Python toolbox for phenotype analysis of arrayed microbial colonies
Project description
Welcome to the pyphe toolbox
A python toolbox for phenotype analysis of arrayed microbial colonies written by Stephan Kamrad (stephan.kamrad at crick.ac.uk).
Please see our preprint for a detailed description of the algorithms and applications and the FAQs at the bottom of the page.
Installation
- We recommend to run pyphe on a Linux OS. It is possible to install pyphe on other platforms but calling scripts from the command line is not so straight-forward in Windows. Scanning requires a Linux OS with a correctly configured SANE driver and ImageMagick installed.
- Pyphe requires Python 3 and a few common packages, available through the anaconda distribution.
- Install pyphe by running 'pip install pyphe' in your terminal.
- Open a new terminal and try and run 'pyphe-quantify -h' which should show the help page of one of pyphe's command line tools. See the FAQs at the end for what to do if you're on Windows.
Overview
A typical fitness screen with pyphe will involve:
- Image acquisition with pyphe-scan, or pyphe-scan-timecourse
- Quantification of colony properties from images using pyphe-quantify. In the case of growth curves, parameters are additionally extracted with pyphe-growthcurves.
- Normalisation and data aggregation using pyphe-analyse.

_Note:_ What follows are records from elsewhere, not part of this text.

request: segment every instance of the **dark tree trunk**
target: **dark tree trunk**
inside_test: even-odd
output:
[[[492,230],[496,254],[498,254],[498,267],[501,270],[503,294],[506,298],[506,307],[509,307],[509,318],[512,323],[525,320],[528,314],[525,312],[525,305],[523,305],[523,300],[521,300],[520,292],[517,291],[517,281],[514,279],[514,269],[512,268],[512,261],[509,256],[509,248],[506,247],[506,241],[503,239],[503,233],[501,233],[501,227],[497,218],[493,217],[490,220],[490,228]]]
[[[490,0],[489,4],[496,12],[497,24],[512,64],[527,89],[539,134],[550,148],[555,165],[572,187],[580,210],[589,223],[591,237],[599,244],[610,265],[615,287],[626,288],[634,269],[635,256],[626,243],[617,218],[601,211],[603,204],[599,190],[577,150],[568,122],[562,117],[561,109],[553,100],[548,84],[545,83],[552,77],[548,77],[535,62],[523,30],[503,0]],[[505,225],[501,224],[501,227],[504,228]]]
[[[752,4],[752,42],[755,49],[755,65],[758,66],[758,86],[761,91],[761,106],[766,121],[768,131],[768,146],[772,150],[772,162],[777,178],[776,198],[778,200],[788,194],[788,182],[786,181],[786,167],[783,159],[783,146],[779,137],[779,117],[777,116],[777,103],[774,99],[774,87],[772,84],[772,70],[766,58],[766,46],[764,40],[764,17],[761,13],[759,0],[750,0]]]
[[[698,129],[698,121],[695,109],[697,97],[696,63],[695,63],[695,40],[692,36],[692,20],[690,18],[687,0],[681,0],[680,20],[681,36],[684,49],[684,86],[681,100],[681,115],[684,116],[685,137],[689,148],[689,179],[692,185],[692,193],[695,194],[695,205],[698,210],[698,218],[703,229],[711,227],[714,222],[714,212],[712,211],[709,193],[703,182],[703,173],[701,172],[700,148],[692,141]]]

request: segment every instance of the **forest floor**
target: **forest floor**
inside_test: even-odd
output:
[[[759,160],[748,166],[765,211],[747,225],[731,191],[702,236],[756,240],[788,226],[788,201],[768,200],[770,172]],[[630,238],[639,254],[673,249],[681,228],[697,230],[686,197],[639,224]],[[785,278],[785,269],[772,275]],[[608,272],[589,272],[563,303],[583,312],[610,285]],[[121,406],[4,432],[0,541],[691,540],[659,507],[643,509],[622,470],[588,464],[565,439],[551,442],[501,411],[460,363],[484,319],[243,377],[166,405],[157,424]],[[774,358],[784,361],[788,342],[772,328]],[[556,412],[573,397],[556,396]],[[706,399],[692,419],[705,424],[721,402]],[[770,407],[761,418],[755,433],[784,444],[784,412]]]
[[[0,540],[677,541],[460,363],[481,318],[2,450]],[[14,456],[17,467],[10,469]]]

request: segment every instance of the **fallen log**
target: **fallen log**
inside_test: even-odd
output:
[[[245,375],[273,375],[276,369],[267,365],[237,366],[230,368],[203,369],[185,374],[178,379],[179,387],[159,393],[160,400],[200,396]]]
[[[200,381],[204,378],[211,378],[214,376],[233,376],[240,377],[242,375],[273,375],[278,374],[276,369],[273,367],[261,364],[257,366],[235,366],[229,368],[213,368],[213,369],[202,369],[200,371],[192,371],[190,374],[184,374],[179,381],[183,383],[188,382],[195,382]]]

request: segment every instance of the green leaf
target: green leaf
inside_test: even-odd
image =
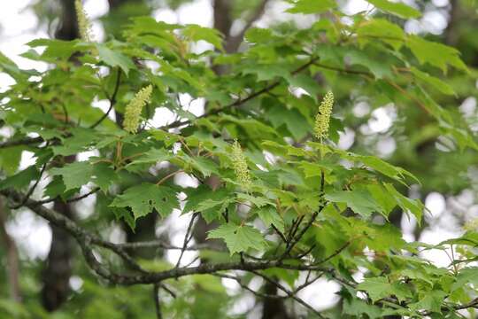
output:
[[[227,206],[235,201],[233,194],[226,189],[212,191],[206,185],[184,190],[188,196],[183,213],[200,212],[207,222],[219,219]]]
[[[358,41],[361,45],[381,40],[390,44],[395,50],[400,49],[404,44],[405,35],[404,30],[385,19],[372,19],[364,21],[357,30]]]
[[[320,13],[337,5],[334,0],[297,0],[291,3],[294,6],[286,10],[287,12],[304,14]]]
[[[118,180],[115,170],[107,163],[98,163],[94,165],[92,172],[93,182],[104,191]]]
[[[317,102],[317,97],[321,93],[321,89],[315,80],[306,74],[297,74],[295,76],[288,76],[289,83],[292,86],[302,88],[311,97]]]
[[[266,205],[274,205],[273,201],[265,197],[257,197],[246,193],[238,193],[237,198],[243,199],[242,201],[249,201],[256,207],[262,207]]]
[[[388,0],[366,0],[367,3],[374,4],[374,7],[391,13],[400,18],[419,18],[421,13],[416,10],[400,2],[391,2]]]
[[[17,191],[21,191],[30,184],[30,182],[38,178],[40,172],[35,165],[19,171],[14,175],[9,176],[3,181],[0,181],[0,190],[12,188]]]
[[[96,43],[99,58],[106,65],[115,67],[120,66],[125,74],[128,74],[129,70],[135,69],[135,64],[129,58],[117,51],[112,51],[104,44]]]
[[[88,161],[67,164],[63,167],[53,167],[50,170],[52,175],[61,175],[66,191],[80,188],[91,180],[94,167]]]
[[[369,305],[359,299],[345,299],[343,300],[343,314],[353,315],[354,318],[362,318],[366,315],[370,319],[382,318],[382,309],[376,306]]]
[[[46,47],[42,58],[53,61],[58,58],[67,59],[80,48],[76,46],[77,41],[63,41],[56,39],[36,39],[30,41],[27,45],[31,48]]]
[[[135,169],[132,167],[135,167],[140,164],[157,164],[165,160],[169,160],[173,157],[173,154],[166,149],[151,148],[143,154],[135,157],[132,160],[131,163],[126,166],[127,169]]]
[[[289,110],[281,105],[274,105],[266,116],[275,128],[285,124],[296,140],[300,140],[311,131],[311,126],[304,115],[296,109]]]
[[[435,313],[442,313],[442,306],[443,300],[447,296],[445,292],[440,290],[433,290],[428,292],[419,302],[411,304],[410,307],[414,310],[427,309]]]
[[[8,151],[0,152],[0,169],[7,175],[15,174],[21,160],[22,146],[10,147]]]
[[[350,58],[352,65],[360,65],[367,67],[377,79],[392,77],[393,75],[388,63],[374,58],[366,52],[358,50],[350,50],[347,51],[346,57]]]
[[[256,74],[258,81],[269,81],[276,77],[288,78],[289,71],[283,66],[277,65],[246,65],[243,67],[243,74]]]
[[[325,198],[334,203],[346,203],[354,213],[363,217],[370,217],[374,213],[384,214],[381,207],[366,190],[338,191],[325,195]]]
[[[145,216],[153,209],[163,217],[178,208],[179,203],[176,192],[169,187],[158,186],[150,183],[128,188],[124,193],[117,196],[112,207],[131,207],[135,220]]]
[[[260,251],[267,245],[258,230],[233,223],[226,223],[211,230],[207,237],[224,239],[231,255],[235,253],[246,252],[249,248]]]
[[[256,210],[256,213],[266,226],[274,225],[279,231],[284,233],[284,220],[277,213],[277,209],[266,206]]]

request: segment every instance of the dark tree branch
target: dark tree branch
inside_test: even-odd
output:
[[[116,95],[118,94],[118,89],[120,89],[120,80],[121,80],[121,70],[120,68],[117,68],[117,75],[116,75],[116,82],[114,84],[114,89],[112,96],[108,97],[108,99],[110,100],[110,107],[108,108],[106,113],[103,114],[101,118],[98,119],[98,121],[96,121],[94,124],[92,124],[89,127],[89,128],[95,128],[99,124],[101,124],[101,122],[108,117],[108,115],[113,109],[114,105],[116,104]]]
[[[154,307],[156,309],[156,318],[161,319],[163,315],[161,314],[161,304],[159,303],[159,284],[153,284],[153,299],[154,299]]]
[[[186,230],[186,235],[184,235],[184,242],[182,244],[182,248],[181,249],[181,254],[180,254],[180,257],[178,258],[178,262],[176,263],[176,268],[180,267],[181,260],[182,259],[182,255],[184,254],[184,251],[186,250],[186,248],[188,247],[188,244],[189,243],[189,241],[191,241],[191,239],[193,237],[193,235],[191,233],[191,230],[192,230],[192,226],[194,225],[194,220],[196,219],[196,217],[197,217],[198,214],[199,214],[199,213],[194,213],[192,217],[191,217],[191,220],[189,221],[189,225],[188,226],[188,230]]]
[[[237,51],[239,46],[241,45],[241,43],[243,42],[244,38],[244,35],[252,27],[254,22],[256,22],[258,19],[262,17],[264,14],[264,12],[266,10],[266,5],[267,5],[267,3],[269,0],[262,0],[260,4],[255,8],[255,10],[252,12],[252,14],[245,20],[244,27],[241,29],[241,32],[234,36],[229,36],[227,39],[226,42],[226,51],[227,52],[235,52]]]

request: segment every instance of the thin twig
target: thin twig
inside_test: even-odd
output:
[[[153,284],[153,300],[154,300],[154,307],[156,309],[156,318],[161,319],[163,315],[161,315],[161,304],[159,303],[159,284]]]

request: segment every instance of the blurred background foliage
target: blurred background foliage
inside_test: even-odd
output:
[[[340,7],[348,10],[354,0],[339,1]],[[95,1],[89,1],[90,7]],[[103,28],[105,37],[123,39],[123,30],[129,18],[143,15],[154,15],[158,12],[178,12],[188,0],[108,0],[109,9],[95,19],[97,28]],[[216,27],[225,35],[225,48],[228,52],[241,50],[241,41],[244,32],[253,24],[277,26],[284,32],[297,25],[299,27],[309,26],[315,18],[293,19],[287,14],[281,14],[284,3],[277,0],[212,0],[203,1],[204,5],[211,5],[212,21],[211,27]],[[423,12],[419,19],[401,20],[405,30],[423,35],[426,38],[441,42],[457,48],[461,52],[462,59],[468,66],[471,74],[450,70],[447,83],[456,95],[443,95],[436,90],[433,99],[445,108],[457,119],[459,114],[465,116],[471,131],[478,131],[478,6],[474,0],[434,0],[407,1]],[[0,4],[0,9],[3,4]],[[279,9],[278,9],[279,8]],[[38,28],[47,30],[51,38],[74,39],[78,37],[73,0],[37,0],[26,10],[33,10],[38,18]],[[276,14],[280,12],[281,14]],[[377,12],[377,15],[381,13]],[[180,20],[181,20],[181,17]],[[391,19],[384,16],[384,19]],[[434,23],[436,22],[436,23]],[[0,21],[0,25],[1,25]],[[103,39],[104,40],[104,39]],[[123,39],[124,40],[124,39]],[[384,58],[384,57],[373,57]],[[220,72],[220,70],[218,70]],[[321,70],[327,73],[327,71]],[[471,76],[470,76],[471,75]],[[343,119],[344,132],[341,133],[339,145],[356,153],[374,153],[386,159],[394,165],[400,166],[419,177],[421,185],[414,185],[410,190],[400,190],[412,198],[421,198],[428,206],[435,204],[443,206],[438,213],[428,215],[421,226],[409,222],[401,211],[397,210],[390,217],[394,223],[403,229],[408,239],[427,240],[424,234],[460,233],[463,226],[478,218],[478,156],[477,148],[466,148],[461,152],[454,152],[461,148],[460,141],[451,140],[442,135],[439,123],[430,116],[424,115],[422,110],[405,96],[397,93],[397,107],[384,105],[380,97],[371,99],[364,95],[365,90],[355,89],[356,82],[349,81],[348,76],[339,74],[328,74],[328,78],[341,76],[340,86],[334,88],[339,105],[335,112]],[[318,78],[318,82],[322,79]],[[397,83],[406,83],[406,74],[397,79]],[[386,91],[387,85],[377,81],[371,90],[377,87]],[[432,90],[433,92],[433,90]],[[464,142],[465,143],[465,142]],[[3,154],[2,156],[14,156]],[[1,160],[1,159],[0,159]],[[445,177],[446,176],[446,177]],[[452,177],[451,177],[452,176]],[[98,198],[101,203],[101,198]],[[429,204],[429,205],[428,205]],[[84,208],[84,207],[83,207]],[[4,221],[8,225],[12,216],[6,215]],[[98,218],[98,217],[96,217]],[[153,221],[154,222],[154,221]],[[88,222],[96,222],[89,220]],[[135,234],[131,237],[150,238],[150,227],[139,223]],[[105,223],[107,224],[107,222]],[[201,232],[201,230],[198,230]],[[203,233],[204,230],[202,230]],[[6,235],[8,237],[8,234]],[[165,231],[164,237],[171,236]],[[198,235],[200,237],[201,235]],[[53,241],[61,240],[53,237]],[[441,238],[443,239],[443,238]],[[4,245],[3,244],[5,244]],[[82,259],[72,254],[63,260],[71,267],[68,270],[67,284],[71,288],[64,298],[54,302],[48,312],[40,294],[48,294],[44,289],[46,262],[42,258],[31,259],[28,253],[19,250],[20,287],[24,307],[10,302],[8,284],[0,285],[0,316],[1,317],[33,317],[44,318],[150,318],[154,317],[149,287],[106,287],[98,283],[89,274]],[[52,245],[53,247],[54,245]],[[8,240],[2,241],[0,261],[2,268],[6,268],[6,254],[9,253]],[[53,249],[53,248],[52,248]],[[51,252],[50,252],[51,253]],[[145,256],[150,255],[146,252]],[[156,252],[155,252],[156,253]],[[50,258],[49,257],[49,258]],[[65,256],[64,256],[65,257]],[[158,266],[158,265],[156,265]],[[51,270],[53,273],[55,270]],[[0,283],[8,283],[9,273],[0,272]],[[55,278],[52,279],[55,286]],[[227,292],[218,277],[191,276],[181,281],[183,285],[180,291],[184,298],[177,298],[168,303],[171,309],[166,309],[168,317],[190,318],[221,318],[230,315],[231,309],[237,307],[236,301],[243,302],[237,317],[248,315],[263,316],[267,309],[260,313],[254,307],[254,300],[245,300],[242,296]],[[229,288],[227,288],[230,290]],[[171,298],[165,294],[164,298]],[[249,304],[248,304],[249,302]],[[251,304],[252,302],[252,304]],[[292,301],[286,301],[292,302]],[[245,303],[245,306],[244,306]],[[339,306],[330,305],[338,307]],[[270,307],[277,307],[272,304]],[[245,310],[244,310],[245,309]],[[333,308],[340,314],[340,309]],[[251,314],[249,314],[251,313]],[[228,314],[228,315],[227,315]],[[340,315],[337,315],[339,317]],[[279,318],[280,316],[277,316]],[[285,317],[285,316],[284,316]]]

Please see our paper for a detailed protocol and explanations of the algorithms.
Support
Please check the manuals below carefully, they are also available in the terminal by running the command with the -h option only. If things are still not working, please email me (stephan.kamrad@crick.ac.uk) and I will try and help. If you think you have discovered a bug, or would like to request a new feature, please raise an issue on www.github.com/Bahler-Lab/pyphe.
Manual
All pyphe tools have a similar command line interface, based on the python argparse package. Generally, parameters are set using --<parameter_name> optionally followed by a value. All pyphe tools can be used with relative file paths so make sure to navigate to the correct working directory before running a pyphe command.
Pyphe-scan
This tools allows you to take consecutive scans of sets of plates, which are then automatically cropped, rotated and named in in a continuos filename scheme of your choice.
Prerequisites
-
This tool will only run on Linux operating systems and uses the SANE library for image acquisition.
-
Make sure your scanner is installed correctly and you can acquire images using the scanimage command. The Gray mode will only work on Epson V800 scanners (potentially the V700 and V750 model as well) and the TPU8x10 transmission scanning source must be enabled. This was first implemented in by Zackrisson et al. in the scanomatics pipeline and requires the installation of a hacked SANE driver. See the instructions in their wiki for how to do this.
-
Make sure ImageMagick is installed and the 'convert' tool can be called from the command line.
-
If the Pyphe toolbox has been installed correctly, you should be able to run pyphe-scan in your terminal. If not, check that the files in the 'bin' directory are executable and the bin folder has been added to your path variable.
-
With a laser cutter, make a fixture to hold your plates in place. We provide an svg file with the cutting shape in the Documentation directory. Use tape to hold your fixture into place, it should be pushed against the back of the scanner (where the cables are) with the top of the plates facing left. Pyphe-scan and pyphe-quantify come pre-configured for using the provided fixture on an Epson V800 scanner but it is easy to add your own fixture and cropping settings. If you want to use your own fixture, see below of how to add the geometry information to pyphe-scan.
Scan plates
-
Open the file manager and navigate to the folder in which you want to save your images. The script will create a sub-folder that begins with the current date to save all your images.
-
Right click and select 'Open in Terminal'
-
Run scanplates with the options as detaild below.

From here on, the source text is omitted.